Art. 3.Het aantal vogels dat mag worden gevangen door de personen aan wie de verenigingen ringen hebben gegeven, is gelijk aan het aantal ringen toegekend aan deze vereniging, overeenkomstig artikel 2.
De ringen zullen worden gebruikt om de inschrijving te rechtvaardigen van vogels die worden gevangen gedurende de in het betreffende jaar toegestane bevoorradingsperiode. Die inschrijving gebeurt in de door artikel 1 van het ministerieel besluit van 14 september 1981 opgelegde inventaris van de levende kooivogels.
Voor de bevoorrading mogen alleen kooien worden gebruikt die voldoen aan de bepalingen van artikel 6, § 1, van voormeld ministerieel besluit.
De bepalingen van artikel 6, § 2, van hetzelfde besluit, zijn van toepassing op de vogels die op die manier werden gevangen.
Art. 4.§ 1. De verenigingen verdelen de ontvangen ringen onder hun leden, voorzover die voldoen aan de voorwaarden bepaald in artikel 5, § 2, van het ministerieel besluit van 14 september 1981 en voorkomen op de ringlijsten betreffende de bevoorrading 1997, die tijdig door bemiddeling van de verenigingen aan de woudmeester van de afdeling werden teruggezonden. § 2. De verenigingen overhandigen vóór 1 oktober van het betreffende jaar aan de woudmeester van de afdeling een lijst, opgesteld per provincie, waarop de personen aan wie zij ringen hebben overhandigd, worden vermeld.
De namen en adressen van die personen op de lijst, bedoeld in het eerste lid, worden vermeld en ook het aantal overhandigde ringen en de plaatsen waar zij de vogels vangen.
Art. 5.Wanneer iemand een vogel vangt of tracht te vangen, moet hij één of meerdere ringen bedoeld in artikel 2 bij zich hebben.
Art. 6.Elke vink moet onmiddellijk na de vangst geringd worden met een open ring die voldoet aan de bepalingen van artikel 2, § 2 of onmiddellijk terug worden vrijgelaten wanneer die vink niet voldoet aan de gestelde eisen.

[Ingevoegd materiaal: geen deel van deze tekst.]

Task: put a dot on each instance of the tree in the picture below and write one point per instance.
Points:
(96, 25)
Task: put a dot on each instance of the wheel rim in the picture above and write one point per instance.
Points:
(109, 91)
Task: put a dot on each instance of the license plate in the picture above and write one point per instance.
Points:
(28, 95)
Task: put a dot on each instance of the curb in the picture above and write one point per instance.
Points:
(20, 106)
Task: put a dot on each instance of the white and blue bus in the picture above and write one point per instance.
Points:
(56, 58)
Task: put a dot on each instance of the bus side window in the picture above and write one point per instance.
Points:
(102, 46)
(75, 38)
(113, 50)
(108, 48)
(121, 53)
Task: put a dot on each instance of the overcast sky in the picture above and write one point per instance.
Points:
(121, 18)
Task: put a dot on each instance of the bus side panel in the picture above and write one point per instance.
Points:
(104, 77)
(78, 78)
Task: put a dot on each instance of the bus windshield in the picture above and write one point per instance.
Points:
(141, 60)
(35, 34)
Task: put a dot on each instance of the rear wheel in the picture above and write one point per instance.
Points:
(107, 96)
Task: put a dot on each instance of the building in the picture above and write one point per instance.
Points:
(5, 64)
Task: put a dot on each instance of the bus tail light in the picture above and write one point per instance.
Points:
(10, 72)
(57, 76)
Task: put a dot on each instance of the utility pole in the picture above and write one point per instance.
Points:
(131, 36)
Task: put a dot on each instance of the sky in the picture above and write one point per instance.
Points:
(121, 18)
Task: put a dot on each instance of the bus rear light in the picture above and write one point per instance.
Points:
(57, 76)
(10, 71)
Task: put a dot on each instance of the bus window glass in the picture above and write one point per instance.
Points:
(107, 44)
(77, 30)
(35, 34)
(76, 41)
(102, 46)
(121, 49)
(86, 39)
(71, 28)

Elke andere vogelsoort die in de vangkooi terechtkomt, wordt onmiddellijk terug vrijgelaten.
Art. 7.Het vervoer van vogels, gevangen op grond van dit besluit, is slechts geoorloofd als ze geringd zijn overeenkomstig de bepalingen van dit besluit.
Art. 8.De niet gebruikte ringen moeten, samen met de ringlijsten, worden teruggezonden aan de woudmeester van de afdeling in het gebied volgens de in artikel 6, § 2, van het ministerieel besluit van 14 september 1981 opgelegde procedure voor het terugzenden van de ringlijsten. HOOFDSTUK III. - De kweek
Art. 9.De verenigingen dienen de kweek van de vink maximaal te stimuleren bij hun leden. Daartoe brengen zij bij hun leden elk jaar meer dan eens de noodzaak van de kweek nadrukkelijk onder de aandacht en treffen zij de nodige maatregelen om moderne technieken van de vinkenkweek onder hun leden te verspreiden en ingang te doen vinden.
Art. 10.Elke vereniging stelt een reglement op voor de kweek van vinken door haar leden of door de personen die zij daartoe opdracht geeft.
Het reglement wordt ter goedkeuring voorgelegd aan de afdeling.
Dat reglement bepaalt de wijze waarop de kweek wordt doorgevoerd en waarop de kweekresultaten worden gecontroleerd, verzameld en verwerkt.
Vóór 1 oktober van elk jaar worden de gegevens, bedoeld in het derde lid, doorgestuurd naar de woudmeester van de afdeling bevoegd voor de provincie waar de vogels werden gekweekt.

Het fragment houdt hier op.